Because the dataset in which I wish to find clusters contains a mix of numerical and categorical variables, I'm using the k-prototypes algorithm to compute centroids. By default, the method defines a distance between two data points as a (weighted) sum of (i) the L2 distance between their numerical vector components and (ii) the number of categorical elements on which the two observations differ (matching distance).

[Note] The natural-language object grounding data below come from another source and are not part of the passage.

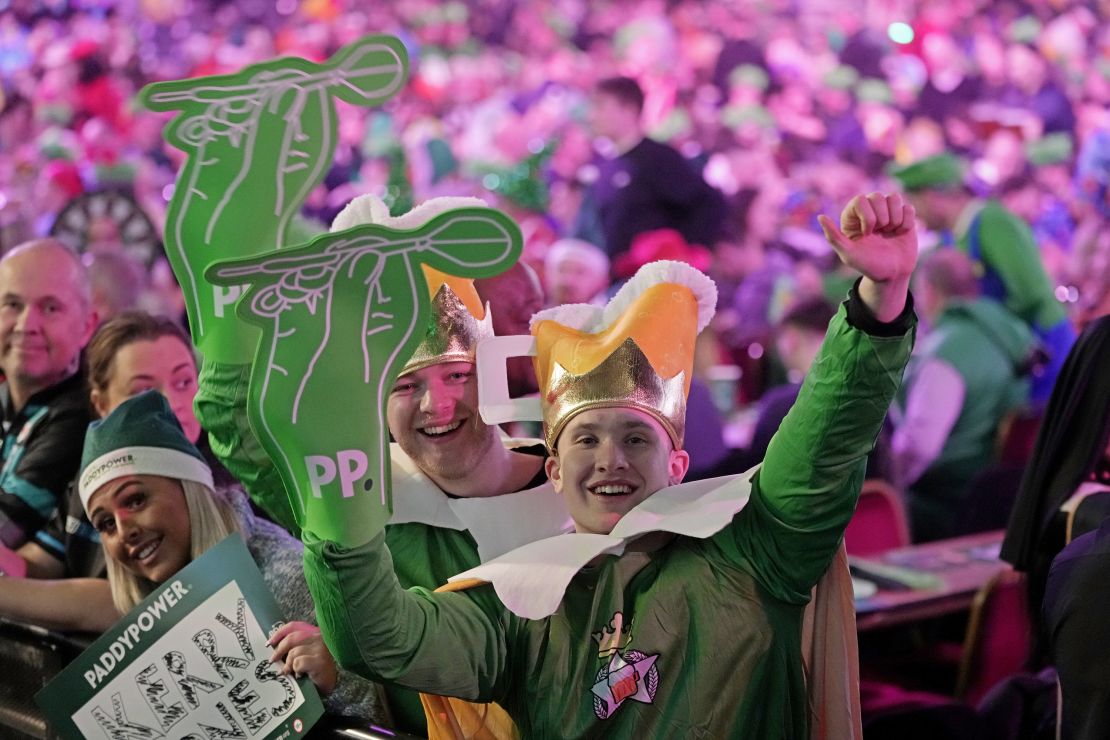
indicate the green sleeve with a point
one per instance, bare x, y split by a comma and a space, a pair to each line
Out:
447, 644
221, 408
1009, 247
806, 490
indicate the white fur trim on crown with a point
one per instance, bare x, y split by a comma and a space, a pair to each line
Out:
371, 210
666, 271
592, 320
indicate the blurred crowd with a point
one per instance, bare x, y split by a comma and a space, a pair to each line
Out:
786, 107
992, 118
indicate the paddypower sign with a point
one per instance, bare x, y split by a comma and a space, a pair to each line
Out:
191, 661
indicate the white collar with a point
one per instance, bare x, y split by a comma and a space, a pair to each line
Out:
532, 579
497, 524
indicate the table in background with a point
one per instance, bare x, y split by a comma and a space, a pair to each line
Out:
950, 570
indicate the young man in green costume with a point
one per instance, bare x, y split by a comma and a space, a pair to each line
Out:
462, 494
675, 610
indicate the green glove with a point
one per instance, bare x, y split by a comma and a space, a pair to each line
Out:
340, 317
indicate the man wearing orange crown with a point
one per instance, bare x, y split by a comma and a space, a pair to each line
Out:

This default definition of distance can be modified. In my case, I wish to modify the numerical component of the distance. Specifically, I wish to replace L2 with L1 (Manhattan distance). I do it as follows:
import numpy as np
from kmodes.kprototypes import KPrototypes
def L1(a, b):
return np.sum(np.abs(a-b), axis=1)
model = KPrototypes(n_clusters=20, gamma=1, num_dissim=L1, init='Cao')
Things then work fine when I call the instance's fit method: centroids are found, and clusters are built. However, when I try to save the model fit as a pickle file I get the following error:
_pickle.PicklingError: Can't pickle <function L1 at 0x7f43d3306d08>: attribute lookup L1 on __main__ failed
Based on this thread Python multiprocessing PicklingError: Can't pickle <type 'function'> and on the fact that the model is saved without trouble when using the default distance function (L2 + matching), I suspect that the error might be due to L1 being a custom function, i.e. not a part of the Python module. I've looked into the source code of the package but couldn't find an implementation of the Manhattan distance. Am I missing something? How come such a commonly used distance isn't part of the module?